CD300 immune receptors are encoded by a cluster of genes in the human chromosome 17q25.1 12, 35. The human CD300 (hCD300) family includes six molecules, expressed exclusively by cells of the myeloid lineage, with the exception of CD300a that is additionally present on different subsets of lymphoid cells (T, B and NK) (8). CD300 receptors present an extracellular V‐type immunoglobulin‐like domain with an additional pair of cystein residues, a transmembrane region and a cytoplasmic tail. Whereas CD300a (IRp60) acts exclusively as an inhibitory receptor 5, 8, 25, CD300f presents a putative functional duality. In addition to its expected inhibitory function (2), it has been recently shown to be able to deliver activating signals, although the recruitment of PI3‐Kinase and FcεRγ3, 15. Two activating receptors, CD300b and CD300e, present a transmembrane region bearing a positively charged residue that allows the recruitment of immunoreceptor tyrosine‐based activation motif (ITAM)‐bearing adaptors that contain a glutamic acid within their transmembrane sequence 1, 21. Finally, both CD300c (CMRF‐35) (16), and CD300d receptors combine a transmembrane region containing a negatively charged residue with a short cytoplasmic tail devoid of known signaling motifs. Whereas no information about the function of CD300d is available, we have shown that CD300c is a functional activating immune receptor (22). An interesting feature of this family of receptors is that CD300 members bind together extracellularly forming homo‐ and hetero‐signaling complexes (22).

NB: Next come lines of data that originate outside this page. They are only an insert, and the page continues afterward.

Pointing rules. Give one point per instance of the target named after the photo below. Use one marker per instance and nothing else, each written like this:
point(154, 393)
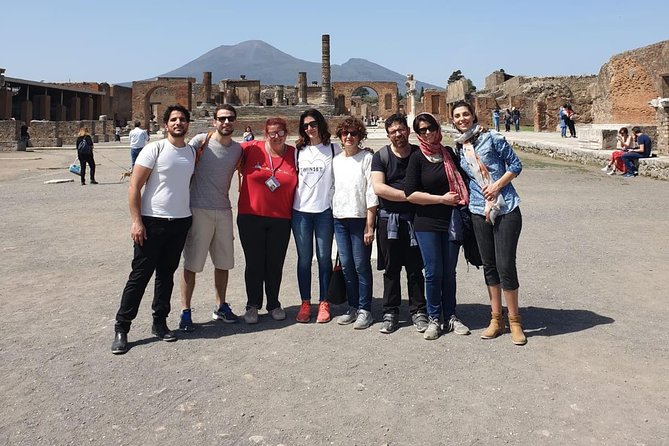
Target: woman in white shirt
point(312, 211)
point(354, 209)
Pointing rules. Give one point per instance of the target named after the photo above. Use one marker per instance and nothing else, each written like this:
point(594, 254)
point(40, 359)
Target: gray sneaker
point(348, 317)
point(433, 330)
point(457, 327)
point(420, 321)
point(390, 323)
point(364, 320)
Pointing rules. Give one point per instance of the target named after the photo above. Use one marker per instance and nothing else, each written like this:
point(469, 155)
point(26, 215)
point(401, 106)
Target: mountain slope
point(258, 60)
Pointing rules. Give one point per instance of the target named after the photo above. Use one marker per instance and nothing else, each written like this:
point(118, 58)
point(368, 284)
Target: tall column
point(206, 87)
point(302, 88)
point(326, 89)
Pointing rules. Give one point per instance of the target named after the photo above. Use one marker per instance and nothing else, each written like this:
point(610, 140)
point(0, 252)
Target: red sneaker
point(305, 312)
point(323, 312)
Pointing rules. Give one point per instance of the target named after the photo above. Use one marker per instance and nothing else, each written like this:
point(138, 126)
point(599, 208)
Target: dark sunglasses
point(312, 124)
point(424, 130)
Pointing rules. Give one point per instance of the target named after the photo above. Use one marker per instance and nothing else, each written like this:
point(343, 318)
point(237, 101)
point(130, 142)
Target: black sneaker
point(120, 344)
point(420, 321)
point(163, 332)
point(186, 322)
point(389, 324)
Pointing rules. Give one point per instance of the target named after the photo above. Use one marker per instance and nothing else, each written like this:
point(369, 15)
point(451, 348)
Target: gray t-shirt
point(213, 173)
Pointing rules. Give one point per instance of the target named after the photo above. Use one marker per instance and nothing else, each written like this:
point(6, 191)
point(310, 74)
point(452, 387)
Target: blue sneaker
point(224, 313)
point(186, 323)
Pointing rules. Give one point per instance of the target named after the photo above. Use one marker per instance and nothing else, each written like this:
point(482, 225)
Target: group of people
point(412, 199)
point(629, 149)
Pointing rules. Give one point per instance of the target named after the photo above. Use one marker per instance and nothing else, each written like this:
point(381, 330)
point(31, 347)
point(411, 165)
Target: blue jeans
point(628, 158)
point(305, 226)
point(440, 257)
point(356, 262)
point(133, 156)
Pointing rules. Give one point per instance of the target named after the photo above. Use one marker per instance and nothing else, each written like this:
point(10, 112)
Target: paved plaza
point(592, 263)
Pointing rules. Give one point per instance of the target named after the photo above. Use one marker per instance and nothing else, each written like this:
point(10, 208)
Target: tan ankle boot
point(517, 335)
point(495, 328)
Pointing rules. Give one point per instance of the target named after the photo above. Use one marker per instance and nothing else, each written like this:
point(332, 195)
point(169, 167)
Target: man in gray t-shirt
point(211, 232)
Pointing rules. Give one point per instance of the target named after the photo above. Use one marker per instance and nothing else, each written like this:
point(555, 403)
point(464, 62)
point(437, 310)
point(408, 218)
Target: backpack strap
point(198, 153)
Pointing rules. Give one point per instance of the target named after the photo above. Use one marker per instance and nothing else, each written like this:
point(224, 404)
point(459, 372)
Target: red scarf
point(455, 182)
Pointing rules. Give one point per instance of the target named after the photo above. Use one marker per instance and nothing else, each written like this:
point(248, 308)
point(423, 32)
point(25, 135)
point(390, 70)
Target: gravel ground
point(593, 266)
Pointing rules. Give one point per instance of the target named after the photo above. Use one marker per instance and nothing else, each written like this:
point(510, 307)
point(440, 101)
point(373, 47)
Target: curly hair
point(352, 124)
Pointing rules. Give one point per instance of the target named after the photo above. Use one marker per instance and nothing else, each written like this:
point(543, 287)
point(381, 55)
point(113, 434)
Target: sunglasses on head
point(423, 130)
point(312, 124)
point(279, 134)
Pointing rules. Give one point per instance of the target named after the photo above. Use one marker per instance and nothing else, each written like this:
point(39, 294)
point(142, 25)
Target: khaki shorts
point(211, 233)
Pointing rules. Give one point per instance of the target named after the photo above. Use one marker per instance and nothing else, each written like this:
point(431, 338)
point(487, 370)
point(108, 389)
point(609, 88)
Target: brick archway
point(179, 88)
point(386, 91)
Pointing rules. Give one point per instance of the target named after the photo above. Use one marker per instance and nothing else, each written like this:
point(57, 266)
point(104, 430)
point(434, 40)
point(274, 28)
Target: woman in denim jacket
point(492, 164)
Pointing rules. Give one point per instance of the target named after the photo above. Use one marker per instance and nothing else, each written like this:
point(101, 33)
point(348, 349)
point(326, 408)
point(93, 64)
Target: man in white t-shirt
point(211, 232)
point(138, 139)
point(161, 218)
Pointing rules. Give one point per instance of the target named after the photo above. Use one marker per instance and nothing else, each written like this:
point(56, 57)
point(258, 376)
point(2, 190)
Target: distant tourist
point(161, 218)
point(138, 139)
point(354, 209)
point(642, 151)
point(491, 165)
point(84, 145)
point(495, 118)
point(625, 142)
point(264, 212)
point(312, 211)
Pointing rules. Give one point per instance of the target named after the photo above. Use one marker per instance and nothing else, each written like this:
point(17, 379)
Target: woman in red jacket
point(264, 211)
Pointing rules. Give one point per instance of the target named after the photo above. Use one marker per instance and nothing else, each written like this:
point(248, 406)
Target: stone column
point(206, 87)
point(411, 98)
point(326, 89)
point(26, 111)
point(5, 104)
point(302, 88)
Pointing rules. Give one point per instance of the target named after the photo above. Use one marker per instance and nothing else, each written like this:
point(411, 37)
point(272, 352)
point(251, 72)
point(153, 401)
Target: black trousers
point(83, 160)
point(265, 242)
point(498, 245)
point(161, 253)
point(394, 254)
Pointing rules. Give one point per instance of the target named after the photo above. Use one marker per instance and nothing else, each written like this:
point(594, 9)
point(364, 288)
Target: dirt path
point(593, 270)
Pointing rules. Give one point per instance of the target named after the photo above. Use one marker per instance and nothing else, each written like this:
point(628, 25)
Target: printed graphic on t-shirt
point(311, 172)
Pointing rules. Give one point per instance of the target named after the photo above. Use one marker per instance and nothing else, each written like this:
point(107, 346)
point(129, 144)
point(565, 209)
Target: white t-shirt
point(353, 193)
point(138, 138)
point(167, 193)
point(315, 180)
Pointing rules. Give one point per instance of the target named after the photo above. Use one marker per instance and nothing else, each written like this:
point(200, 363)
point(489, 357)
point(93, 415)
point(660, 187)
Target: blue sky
point(125, 41)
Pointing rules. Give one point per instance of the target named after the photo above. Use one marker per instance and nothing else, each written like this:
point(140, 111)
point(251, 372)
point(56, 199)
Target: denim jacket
point(498, 156)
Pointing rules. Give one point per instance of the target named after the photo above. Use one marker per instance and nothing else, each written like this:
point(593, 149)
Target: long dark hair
point(323, 130)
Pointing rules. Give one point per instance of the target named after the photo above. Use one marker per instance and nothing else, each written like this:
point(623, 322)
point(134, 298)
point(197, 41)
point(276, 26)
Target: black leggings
point(83, 159)
point(265, 242)
point(498, 245)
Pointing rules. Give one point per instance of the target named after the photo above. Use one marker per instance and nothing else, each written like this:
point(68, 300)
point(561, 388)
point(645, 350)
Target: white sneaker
point(278, 314)
point(251, 315)
point(364, 320)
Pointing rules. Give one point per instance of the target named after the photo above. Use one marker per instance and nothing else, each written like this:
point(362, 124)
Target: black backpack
point(84, 147)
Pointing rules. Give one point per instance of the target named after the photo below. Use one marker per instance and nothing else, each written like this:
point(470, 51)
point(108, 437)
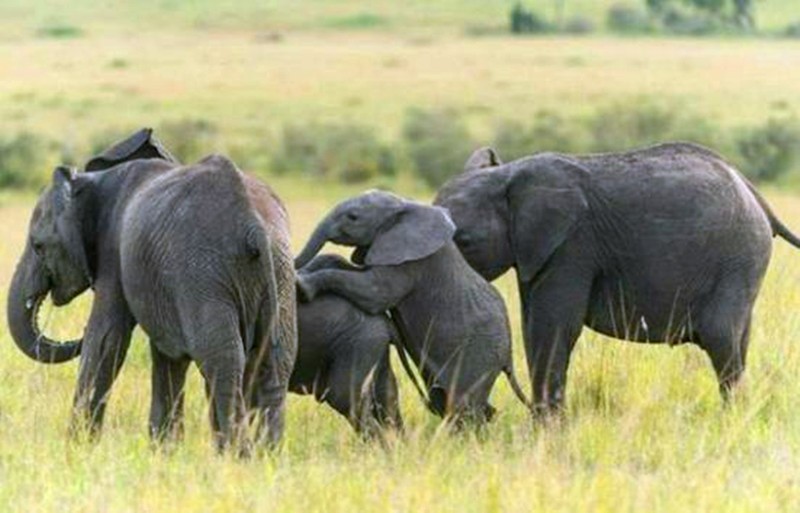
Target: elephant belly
point(646, 316)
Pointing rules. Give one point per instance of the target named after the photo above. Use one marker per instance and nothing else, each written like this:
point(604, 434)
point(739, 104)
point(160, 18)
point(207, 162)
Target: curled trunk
point(26, 294)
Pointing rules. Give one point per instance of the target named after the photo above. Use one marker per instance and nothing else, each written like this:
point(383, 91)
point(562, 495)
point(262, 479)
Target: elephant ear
point(482, 158)
point(141, 145)
point(546, 202)
point(67, 199)
point(416, 232)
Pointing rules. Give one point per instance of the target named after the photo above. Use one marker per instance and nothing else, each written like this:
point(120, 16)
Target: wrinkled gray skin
point(664, 244)
point(453, 323)
point(343, 359)
point(197, 255)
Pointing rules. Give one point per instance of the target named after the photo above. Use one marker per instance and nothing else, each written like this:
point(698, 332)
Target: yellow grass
point(645, 429)
point(75, 89)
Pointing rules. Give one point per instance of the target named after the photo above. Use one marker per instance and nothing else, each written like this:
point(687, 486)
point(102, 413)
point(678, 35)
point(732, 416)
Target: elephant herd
point(666, 244)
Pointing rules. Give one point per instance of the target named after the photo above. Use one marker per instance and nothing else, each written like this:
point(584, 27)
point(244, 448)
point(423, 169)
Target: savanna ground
point(644, 429)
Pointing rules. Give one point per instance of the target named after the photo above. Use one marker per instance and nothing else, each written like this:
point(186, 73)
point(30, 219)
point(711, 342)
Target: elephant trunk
point(314, 244)
point(29, 288)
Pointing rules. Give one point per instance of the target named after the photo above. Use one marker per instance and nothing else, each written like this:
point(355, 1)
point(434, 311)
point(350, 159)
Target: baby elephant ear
point(141, 145)
point(417, 232)
point(482, 157)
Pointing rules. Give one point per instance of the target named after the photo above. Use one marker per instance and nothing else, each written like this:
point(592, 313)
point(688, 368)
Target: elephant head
point(386, 230)
point(532, 204)
point(57, 255)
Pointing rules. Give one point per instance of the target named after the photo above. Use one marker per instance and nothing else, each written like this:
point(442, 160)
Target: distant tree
point(743, 14)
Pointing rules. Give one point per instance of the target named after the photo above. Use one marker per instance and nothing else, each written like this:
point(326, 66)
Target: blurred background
point(397, 94)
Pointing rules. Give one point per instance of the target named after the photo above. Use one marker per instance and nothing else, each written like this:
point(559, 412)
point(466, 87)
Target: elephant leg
point(105, 346)
point(166, 407)
point(725, 338)
point(385, 404)
point(553, 313)
point(222, 361)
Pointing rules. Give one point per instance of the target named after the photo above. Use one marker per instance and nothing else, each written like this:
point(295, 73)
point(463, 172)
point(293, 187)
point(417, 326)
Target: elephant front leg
point(374, 290)
point(553, 314)
point(166, 407)
point(105, 345)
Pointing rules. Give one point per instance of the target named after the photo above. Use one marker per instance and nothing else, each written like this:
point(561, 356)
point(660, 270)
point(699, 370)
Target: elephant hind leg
point(723, 332)
point(166, 407)
point(220, 356)
point(726, 345)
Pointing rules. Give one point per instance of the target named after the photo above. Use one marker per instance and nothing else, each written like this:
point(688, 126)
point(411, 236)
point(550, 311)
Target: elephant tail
point(778, 228)
point(515, 386)
point(398, 340)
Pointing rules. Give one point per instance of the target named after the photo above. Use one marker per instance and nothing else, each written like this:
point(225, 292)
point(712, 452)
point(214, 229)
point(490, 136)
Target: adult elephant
point(662, 244)
point(198, 255)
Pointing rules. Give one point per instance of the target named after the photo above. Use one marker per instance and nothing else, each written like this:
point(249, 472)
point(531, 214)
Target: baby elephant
point(343, 359)
point(452, 322)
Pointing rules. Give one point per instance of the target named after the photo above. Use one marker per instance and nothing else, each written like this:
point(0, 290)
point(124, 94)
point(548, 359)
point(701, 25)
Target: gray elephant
point(452, 322)
point(663, 244)
point(343, 359)
point(197, 255)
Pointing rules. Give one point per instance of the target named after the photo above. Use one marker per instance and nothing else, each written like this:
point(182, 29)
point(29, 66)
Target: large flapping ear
point(547, 202)
point(481, 158)
point(141, 145)
point(416, 232)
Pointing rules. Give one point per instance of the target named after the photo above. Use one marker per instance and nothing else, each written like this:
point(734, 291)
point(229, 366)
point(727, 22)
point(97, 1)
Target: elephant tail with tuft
point(778, 228)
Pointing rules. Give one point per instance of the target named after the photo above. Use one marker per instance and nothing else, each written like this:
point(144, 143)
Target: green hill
point(377, 15)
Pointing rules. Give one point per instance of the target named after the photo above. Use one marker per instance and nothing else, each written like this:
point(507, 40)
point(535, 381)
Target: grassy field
point(644, 430)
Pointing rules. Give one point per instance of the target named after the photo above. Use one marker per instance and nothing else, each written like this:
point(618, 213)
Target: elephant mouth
point(34, 307)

At the present, few data exist regarding the roles of the human CD300 family in vivo. Very recently, it has been shown that the knockout mice for CD300f (mCD300f/CLM1) exhibits an increased neuropathology in response to the induction of EAE. Accordingly, a worsened phenotype was also noted when these authors administered a soluble mCD300f‐IgG fusion protein to wild type animals (38). Here, we aimed to characterize the presence of the unknown ligand(s) of CD300f in the CNS, the expression of CD300f in CNS cells, and the possible neuroprotective role of CD300f after an acute brain injury.

MATERIALS AND METHODS

Cloning and DNA constructs

We used a nested polymerase chain reaction (PCR) strategy to amplify rCD300f using as a template cDNA obtained by retrotranscription from total RNA from rat bone marrow or rat basophilic leukemia (RBL‐2H3) cells. PCR conditions were as follows: 94°C for 3 minutes and 30 cycles of 94°C for 30 s, 60°C for 30 s and 72°C for 2 minutes using Pfu DNA polymerase (Promega, Madison, WI, USA). Primers used in the first reaction were 5′ AAG GTG ATC CGG TGA GAG AA 3′ and 5′ CAA GGC TGA ACT CCA AGC TC 3′. For the second reaction, we used the same forward primer and the reverse primer 5′ GGT AAG GAA GCA GGC ACA GA 3′. PCR products were resolved in 1% agarose gels and visualized by ethidium bromide staining. Amplified fragments were cloned into pCDNA3.1‐TOPO vector (Invitrogen, San Diego, CA, USA) and sequenced under Big DyeTM cycling conditions on an Applied Biosystems 3730xl DNA Analyzer (Macrogen Inc., No. Macrogen Corp. Europe, Amsterdam, Netherlands). Rat CD300f extracellular domain (without signal peptide) was amplified by PCR and cloned into the BglII/SalI sites of pDisplay (Invitrogen) with primers 5′ AGA TCT TTC ACT GCT CAG GAT CCA GTC 3′ and 5′ GCC GTC GAC TCA AGG CAT GGG CCT CCT GAT 3′. Rat CD300f Sv1 extracellular domain was amplified by PCR with the pair of primers 5′GCC AAG CTT TGA TCC AGT CAC AGG TCC A 3′ and 5′GCC GGA TCC ACA TCC AGA AAC CCA TTA CC 3′ and cloned in the cassette pSecTag/mIgG2a (1) between HindIII and BamHI restriction sites. Mammalian pDisplay/hCD300f and pSecTag/hCD300f‐mIgG2a constructs were described before (2).

Real‐time PCR

RNA from cells was extracted with TRIzol reagent (Invitrogen), treated with DNAse I Amplification Grade (Invitrogen) and retrotranscribed using high‐capacity cDNA reverse transcription kit (Applied Biosystems, Foster City, CA, USA) according to the manufacturer's instructions. Real‐time PCR was performed using TaqMan gene expression assay for rCD300f (Rn01752052_m1) and 18S amplification control for cycle normalization on an ABI‐Prism 7500 sequence detector (Applied Biosystems). Data were analyzed with 7500 SDS v1.2 Software. All quantitative PCR (Q‐PCR) reactions were set up in triplicates.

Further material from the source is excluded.